After leading the country in yards per game last season with nearly 163 yards per game, Fournette is currently 10th at 128.7. That total still tops the SEC.
On a more positive tip for the Tigers, interim head coach Ed Orgeron confirmed that starting defensive lineman Davon Godchaux has been reinstated to the program and will be permitted to practice with his teammates. Whether he plays this Saturday remains to be seen. Godchaux had been arrested on a pair of charges stemming from a domestic incident over the weekend, but the prosecutor in the case announced Tuesday that he would not be filing formal charges.

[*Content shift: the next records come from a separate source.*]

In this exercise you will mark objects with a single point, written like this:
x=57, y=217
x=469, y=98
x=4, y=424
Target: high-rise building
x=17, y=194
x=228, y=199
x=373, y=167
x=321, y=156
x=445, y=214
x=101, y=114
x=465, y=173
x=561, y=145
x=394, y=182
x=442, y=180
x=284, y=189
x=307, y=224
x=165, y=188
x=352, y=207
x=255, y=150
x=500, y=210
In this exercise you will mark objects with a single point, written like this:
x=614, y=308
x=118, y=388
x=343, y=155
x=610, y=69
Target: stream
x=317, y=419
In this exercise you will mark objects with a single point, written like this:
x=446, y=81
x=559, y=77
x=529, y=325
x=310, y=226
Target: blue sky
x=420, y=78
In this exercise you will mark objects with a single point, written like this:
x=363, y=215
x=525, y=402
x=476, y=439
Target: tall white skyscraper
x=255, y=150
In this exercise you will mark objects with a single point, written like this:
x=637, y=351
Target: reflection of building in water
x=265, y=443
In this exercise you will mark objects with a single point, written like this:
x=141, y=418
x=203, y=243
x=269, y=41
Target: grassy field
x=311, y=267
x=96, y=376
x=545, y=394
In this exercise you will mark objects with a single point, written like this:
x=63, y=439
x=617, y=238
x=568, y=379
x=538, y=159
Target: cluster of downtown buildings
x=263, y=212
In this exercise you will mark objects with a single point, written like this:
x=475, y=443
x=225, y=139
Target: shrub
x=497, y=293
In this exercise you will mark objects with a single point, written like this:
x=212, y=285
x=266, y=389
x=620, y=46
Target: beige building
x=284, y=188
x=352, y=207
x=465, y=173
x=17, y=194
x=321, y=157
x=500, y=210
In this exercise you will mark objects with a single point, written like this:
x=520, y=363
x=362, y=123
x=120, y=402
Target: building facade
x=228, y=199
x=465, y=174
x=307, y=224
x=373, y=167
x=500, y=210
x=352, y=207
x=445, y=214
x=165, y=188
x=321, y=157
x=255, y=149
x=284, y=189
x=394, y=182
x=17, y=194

Godchaux has started all four games this season (26 in his career) and is fifth on the team in tackles.
Three playing members of the Nebraska football program who knelt in protest during the playing of the national anthem Saturday faced significant — and some racially-charged — criticism for their actions, including one NU regent who wants the players removed from the program. The state’s governor, Pete Ricketts (pictured, right), was highly critical as well.
“Generations of men and women have died to give them that right to protest,” Ricketts said. “I think the way they chose to protest was disgraceful and disrespectful.”
One of the NU kneelers, senior linebacker Michael Rose-Ivey, took to Twitter to ask the governor to met with him and discuss the issues that led he and his teammates, freshmen Mohamed Barry and DaiShon Neal, to kneel in protest.
Late Tuesday night, Ricketts responded.
Imagine that, discussion, not rhetoric, on both sides of an issue. What a revolutionary concept.
In the eyes of some, Jimbo Fisher left the door open for a departure from Florida State in his first public comments since LSU fired Les Miles.
“I’m not talking about LSU. No I haven’t [had contact with the Tigers] and I’m not talking about it,” the head coach said Monday.
Two days later, Fisher, one of the wagering favorites to replace Miles, attempted to slam the door on a potential departure, although some will see his “plan on” qualifier as leaving the door propped open yet again.
“I love this university. I plan on being here for a long time,” Fisher said during Wednesday’s ACC coaches’ teleconference. “I love Florida State, and that’s all I’m saying. I’ll talk about myself and Florida State.
“Anything else is clutter, and does not concern me, and is not involving me.”
Fisher spent seven seasons (2000-2006) as the offensive coordinator and quarterbacks coach at LSU before leaving for the same jobs — and the added title of head coach in waiting — at FSU. Taking over for Bobby Bowden following the 2009 season, Fisher has guided the Seminoles to a 71-15 record in six-plus seasons, with 2013 ending with a national championship.
Last year as speculation centered on Miles’ tenuous status, Fisher was mentioned as a potential candidate then as well. In fact, some reports had Fisher “intermediaries” in talks with LSU, although, obviously, nothing ever came of it if it indeed actually happened.